Already we suffer from reduced public spending. The Northfield library used to be open on Sunday afternoons in the winter. No more.

So, when I came home on Saturday wtih a book I'd already read and didn't want to reread, I was stuck.

What it meant was a 35-mile ride to the nearest bookstore. It was a nice Sunday afternoon. Driving the Prius meant I used less than 2 gallons of gas for the round trip. Still, it was a luxury I would think more than twice about after writing checks today for income taxes. (Tom Paxton, at the time of the first auto industry bail out, wrote a song, "I'm Changing My Name to Chrysler." Later he updated the song to "I am Changing My Name to Fannie Mae.") Today, I want to change my name to GE. I don't want any of its billions in profits. I just want to avoid paying taxes on my income like it did.

Back in the halcyon days before I saw our tax returns, I made the drive to the bookstore and came home with several books. One of the was A Test of Wills, that I wrote about a couple weeks ago. Another was Last Rituals by Yrsa. Yrsa is another of the Icelanders who usually do without a family name. When publishers outside of Iceland demand a second name, she gets her revenge by saying, "I'm Yrsa Sigurðardóttir." (Go ahead try and write or type that one.) It's so difficult that her publisher transliterates her name into Yrsa Sigurdardóttir.

Enough about Icelandic names.

The cover of the book says that Last Rituals is "A Novel of Suspense." An unnamed USA Today reviewer was more accurate when describing the book as a "fascinating and deliciously creepy mystery." The closest to suspense I could identify was what was wrong with the main character's teen age son or how long would it take for the divorced Icelandic lawyer, Thóra Gudmundsdóttir (Þóra Guðmundsdóttir) to get into bed with the gorgeous German guy who was directing the investigation.

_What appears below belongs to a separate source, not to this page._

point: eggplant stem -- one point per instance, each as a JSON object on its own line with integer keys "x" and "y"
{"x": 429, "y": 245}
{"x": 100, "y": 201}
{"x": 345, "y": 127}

No suspense, but definitely creepy. And sort of fascinating. The story is strung out like a trail of breadcrumbs behind Hansel and Gretel. One thing leads to another and another. Sometimes the trail is a dead end, but if you haven't eaten the breadcrumbs, it's possible to get back to the main route.

Yrsa writes well and translator Bernard Scudder does a great job of putting things into casual and correct English. Thóra and the German factotum talk to each other and to the people involved in a grisly murder. The dialogue moves the plot along very well (I've noted that before; for me it's usually much better than straight story telling most of the time.)

The victim was the son of a wealthy German family researching Medieval witch burnings in Iceland. His death seems as symbolic and horrifying as the persecutions he was studying. Matthew, a representative of the German family, needs help understanding Iclandic and Iceland. Thóra is an attorney who could use the generous fee offered by the family. Besides, she's a quick study and smart. The local police are on the fringe of things, but pretty much quit investigating when they're satisfied that their suspect is guilty.

So, no suspense. If there was any suspense, it happened in the back story. Lots of creepyness. Not very delicious. But it's a well-told story. Several of the characters are interesting. Ysra has written a couple more novels about Thóra, and I'll be looking for them in the library. (Buying books is on hold for awhile.)

Have you read Last Rituals or another of Yrsa's novels? Did you like it? Write and tell this little bit of the world what you think.

1 comment:

Karen Russell said...

Thanks for linking to my review. I agree -- the "suspense" tag isn't really accurate, but then it's not Yrsa's fault what the publisher puts on the cover!